2. The emotion recognition method of claim 1, wherein, The extraction of speech keyframes includes: The speech VAD algorithm is used to extract keyframes from speech information.

3. The emotion recognition method of claim 1, wherein, The extraction of facial expression keyframes includes: Extract the facial region from the expression frames and use information entropy to extract expression keyframes.

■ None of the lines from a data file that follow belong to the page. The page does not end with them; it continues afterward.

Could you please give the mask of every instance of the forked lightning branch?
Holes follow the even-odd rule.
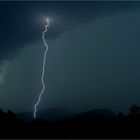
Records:
[[[47,33],[47,29],[49,27],[49,19],[47,18],[46,19],[46,25],[45,25],[45,30],[43,31],[42,33],[42,39],[43,39],[43,42],[44,42],[44,45],[46,47],[45,49],[45,52],[44,52],[44,59],[43,59],[43,67],[42,67],[42,75],[41,75],[41,82],[42,82],[42,90],[41,92],[39,93],[38,95],[38,100],[34,106],[34,118],[36,118],[36,113],[37,113],[37,107],[41,101],[41,97],[44,93],[44,90],[45,90],[45,84],[44,84],[44,73],[45,73],[45,63],[46,63],[46,55],[47,55],[47,51],[48,51],[48,45],[46,43],[46,40],[45,40],[45,34]]]

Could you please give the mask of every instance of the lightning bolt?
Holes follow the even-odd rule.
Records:
[[[42,33],[42,39],[43,39],[43,42],[44,42],[44,45],[46,47],[45,49],[45,52],[44,52],[44,59],[43,59],[43,67],[42,67],[42,76],[41,76],[41,82],[42,82],[42,90],[38,96],[38,100],[34,106],[34,118],[36,118],[36,112],[37,112],[37,106],[39,105],[40,101],[41,101],[41,97],[44,93],[44,90],[45,90],[45,84],[44,84],[44,73],[45,73],[45,63],[46,63],[46,55],[47,55],[47,51],[48,51],[48,45],[46,43],[46,40],[45,40],[45,33],[47,33],[47,29],[49,27],[49,19],[46,19],[46,22],[47,24],[45,25],[45,30],[43,31]]]

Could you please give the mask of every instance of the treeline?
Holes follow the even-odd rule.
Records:
[[[131,106],[127,115],[116,117],[78,115],[47,122],[25,122],[12,111],[0,110],[0,138],[140,138],[140,107]]]

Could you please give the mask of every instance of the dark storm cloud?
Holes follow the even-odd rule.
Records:
[[[4,66],[4,62],[0,61],[0,73],[2,73],[2,67]]]
[[[48,39],[53,39],[94,19],[139,7],[140,2],[0,2],[0,60],[38,41],[44,26],[38,20],[45,15],[56,18],[48,31]]]

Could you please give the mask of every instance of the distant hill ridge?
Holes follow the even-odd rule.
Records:
[[[65,108],[50,108],[38,111],[37,118],[45,121],[60,121],[73,117],[107,117],[114,118],[117,115],[108,109],[96,109],[82,113],[73,113]],[[18,118],[25,121],[33,121],[33,112],[23,112],[17,114]]]

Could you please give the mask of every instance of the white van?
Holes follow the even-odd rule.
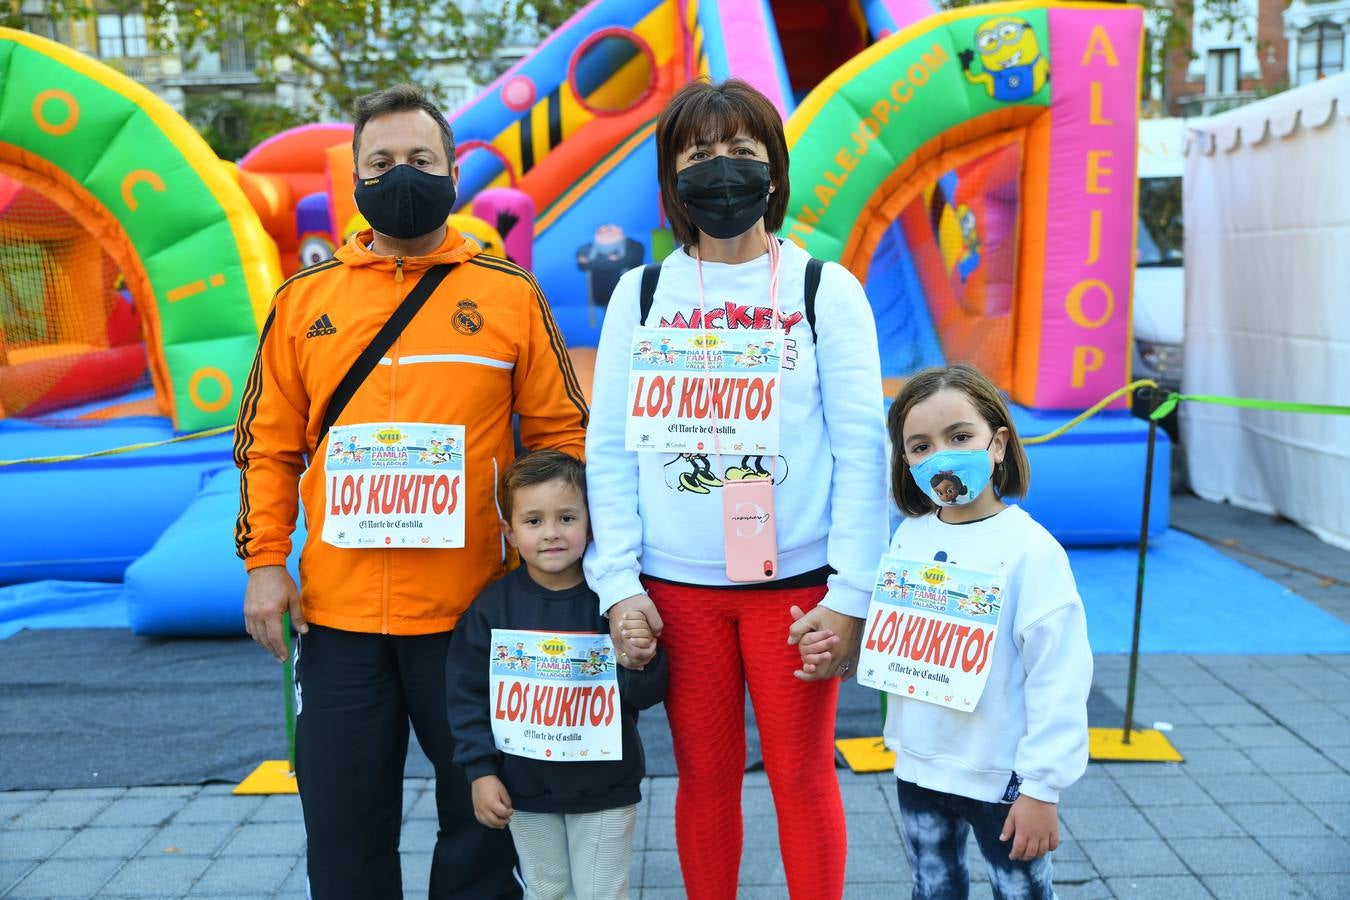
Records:
[[[1134,270],[1135,378],[1181,388],[1186,276],[1182,268],[1182,119],[1139,122],[1139,246]]]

4. The emotion recognition method of claim 1, wherein, The extracted speech MFCC features include: Compensation preprocessing is performed on the high-frequency components of the speech information; The preprocessed speech information is converted into the frequency domain using FFT transformation to obtain the spectrum of the speech information. The Mel spectrum of speech information is obtained by processing the spectrum of speech information using a Mel filter bank. Frequency analysis is performed on the Mel spectrum of the obtained speech information to obtain the Mel cepstral of the speech information; Based on the Mel-Cepstral spectra of the obtained speech information, the MFCC features of the speech information are calculated using Discrete Cosine Transform. Calculate the first-order and second-order differences of the MFCC features of speech information.

5. The emotion recognition method of claim 1, wherein, The residual network includes five residual blocks with the same structure connected in sequence and two fully connected layers. Each residual block includes two convolutional layers, three ReLU activation function layers and two normalization layers connected in sequence. The last fully connected layer has 2048 neurons.

6. The emotion recognition method according to claim 5, characterized in that, The 3D-CNN neural network includes seven convolutional layers, five pooling layers, and two fully connected layers connected in sequence. The last fully connected layer has 2048 neurons.

7. The emotion recognition method according to claim 1, characterized in that, The multilayer perceptron (MLP) includes an input layer, two hidden layers, and an output layer. The input layer contains 4096 neurons, the two hidden layers contain 2048 neurons and 1024 neurons, respectively, and the number of neurons in the output layer is equal to the number of emotion categories.